On pick up, Dylan bounded up, keen to show me the rather large space left behind. Its almost a week later and I still get a little shock each time he greets me with his gappy smile. The tiny tooth was carefully wrapped in tissue and secured in his lunch box.
This is where the interesting part begins…
Dylan had informed me when his tooth started getting wriggly that he “didn’t believe in the toothfairy”. This took me by surprise, as he is still a firm defender of the jolly man in red at Christmas time. I tried to pry out of him why he thought the toothfairy wasn’t real but it wasn’t clear whether an older kid at school had spilled the beans or if he had decided on his own that believing in fairies – any kind of fairies – was a bit silly.
I took this information on board, and instead of trying to convince Dylan of the merits of believing in the toothfairy, it dawned on me that this was my opportunity to rethink the entire notion of the toothfairy.
Not a Toothfairy Fan
After all, there are many things I am not a fan of with the whole toothfairy concept.
Firstly, it encourages parents to lie to kids even more than we already do. I had reservations about perpetuating the myth of the jolly fellow in red, but had succumbed to the path of least resistance when Dylan was a baby. But doing it for one thing doesn’t mean I have to keep doing it.
Secondly, I was uneasy about exchanging teeth for money. What did it really teach a six-year-old? And what were we to do with this money? It was likely he would lose it, or keep it forever in his piggy bank, or – and this is the worst idea but highly probable – spend it on sweets. Oh the irony – getting money for losing teeth and then spending it on sugary snacks. No thanks.
Finally, even though the concept of a toothfairy secretly coming when the child was sleeping, taking a tooth and leaving money was a central tenet, there were many inconsistencies beyond that between families. Surveying friends showed a vast range in money left behind for a single tooth – anywhere between 20 cents and 20 dollars (!). The toothfairy could leave a note or sprinkle glitter around or not perform any added extras. And sometimes coins were found under pillows and sometimes next to the bed. There didn’t seem to be a stable societal norm I had to adhere to anyway, so why not throw away the whole concept and start over?

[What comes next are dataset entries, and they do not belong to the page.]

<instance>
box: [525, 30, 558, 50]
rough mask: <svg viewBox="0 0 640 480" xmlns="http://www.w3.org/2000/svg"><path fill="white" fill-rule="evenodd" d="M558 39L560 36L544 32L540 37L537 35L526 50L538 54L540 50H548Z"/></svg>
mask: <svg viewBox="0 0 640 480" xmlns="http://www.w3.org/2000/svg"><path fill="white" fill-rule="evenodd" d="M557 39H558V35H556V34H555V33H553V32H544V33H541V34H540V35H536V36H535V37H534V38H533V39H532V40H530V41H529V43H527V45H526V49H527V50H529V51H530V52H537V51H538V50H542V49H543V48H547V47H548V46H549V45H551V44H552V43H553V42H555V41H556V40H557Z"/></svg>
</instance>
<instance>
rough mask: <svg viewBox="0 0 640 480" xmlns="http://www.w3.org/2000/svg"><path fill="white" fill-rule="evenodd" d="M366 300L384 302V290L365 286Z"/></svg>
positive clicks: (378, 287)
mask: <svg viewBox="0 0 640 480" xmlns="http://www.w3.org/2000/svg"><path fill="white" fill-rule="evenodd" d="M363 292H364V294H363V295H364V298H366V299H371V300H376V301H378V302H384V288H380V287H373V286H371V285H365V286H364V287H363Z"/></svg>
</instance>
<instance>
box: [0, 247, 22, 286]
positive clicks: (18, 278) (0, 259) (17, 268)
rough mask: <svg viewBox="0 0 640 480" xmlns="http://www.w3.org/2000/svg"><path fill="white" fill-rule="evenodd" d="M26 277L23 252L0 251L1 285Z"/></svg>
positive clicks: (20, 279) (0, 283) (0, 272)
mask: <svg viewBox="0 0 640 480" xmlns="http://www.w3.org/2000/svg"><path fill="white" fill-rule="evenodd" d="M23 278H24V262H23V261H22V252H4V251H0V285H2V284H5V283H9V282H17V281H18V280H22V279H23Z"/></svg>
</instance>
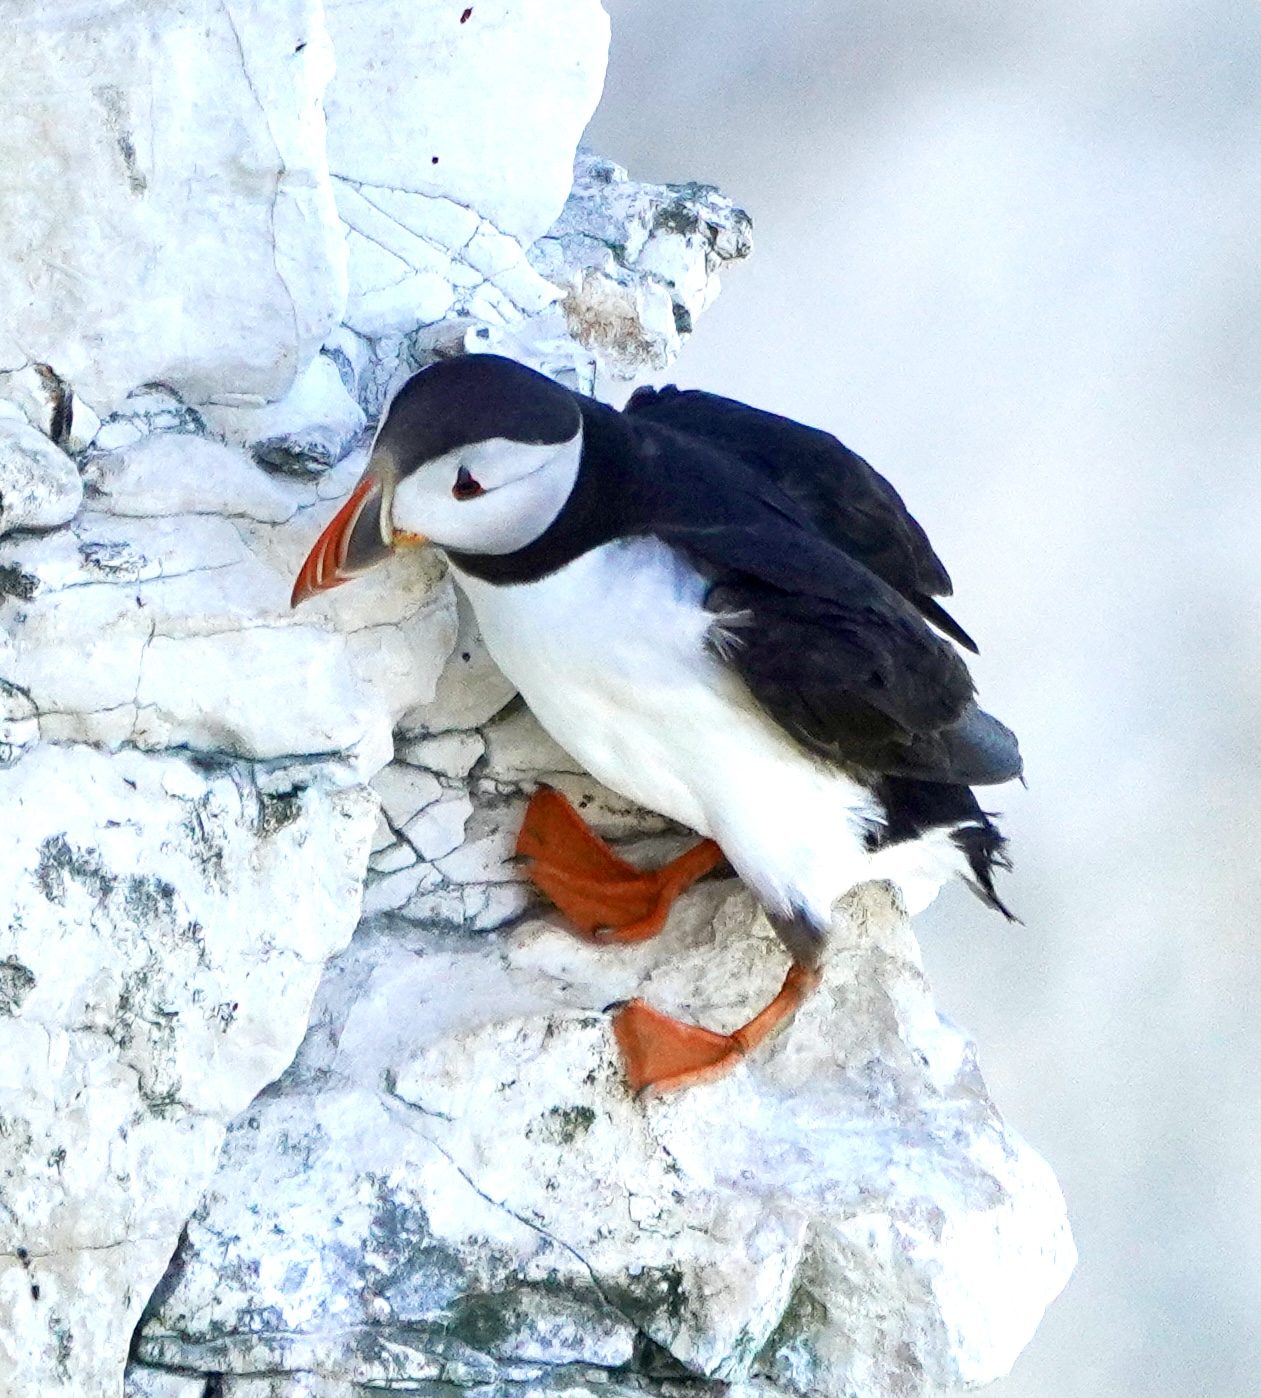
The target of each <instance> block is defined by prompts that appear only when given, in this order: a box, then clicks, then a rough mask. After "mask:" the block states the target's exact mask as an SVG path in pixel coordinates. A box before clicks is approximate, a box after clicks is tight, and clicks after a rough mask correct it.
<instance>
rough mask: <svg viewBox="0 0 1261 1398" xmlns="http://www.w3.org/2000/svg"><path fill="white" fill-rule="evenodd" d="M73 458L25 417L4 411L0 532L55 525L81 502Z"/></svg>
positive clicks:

So after a few mature discussions with Dylan, here is where we have got to. The toothfairy may or may not exist (there seems to be some wavering on earlier conviction) but she doesn’t come to our home. Instead Mama or Daddy take Dylan’s tooth and exchange it for one Lego figure (I bought a bundle second hand, equivalent of about $2 each). This is still done when Dylan is asleep and the Lego figure is placed near his bed, not under his pillow.
Not quite a complete do-over but something a little different.
I understand that this is not for everyone and it may take some of the ‘magic’ out of it. And yes, there are still some tricky hurdles to overcome – I have already been asked whether I have kept the tooth and where it is. But Dylan is delighted with yet another Lego figure and I am happy to not perpetuate a lie and hand out money for doing nothing.
In fact, the freedom of not blindly following cultural norms is quite liberating. I am already starting to look at other areas where we can ditch convention and instead create new and more meaningful family traditions. You never know – the Lego figure idea may be something that is continued into future generations.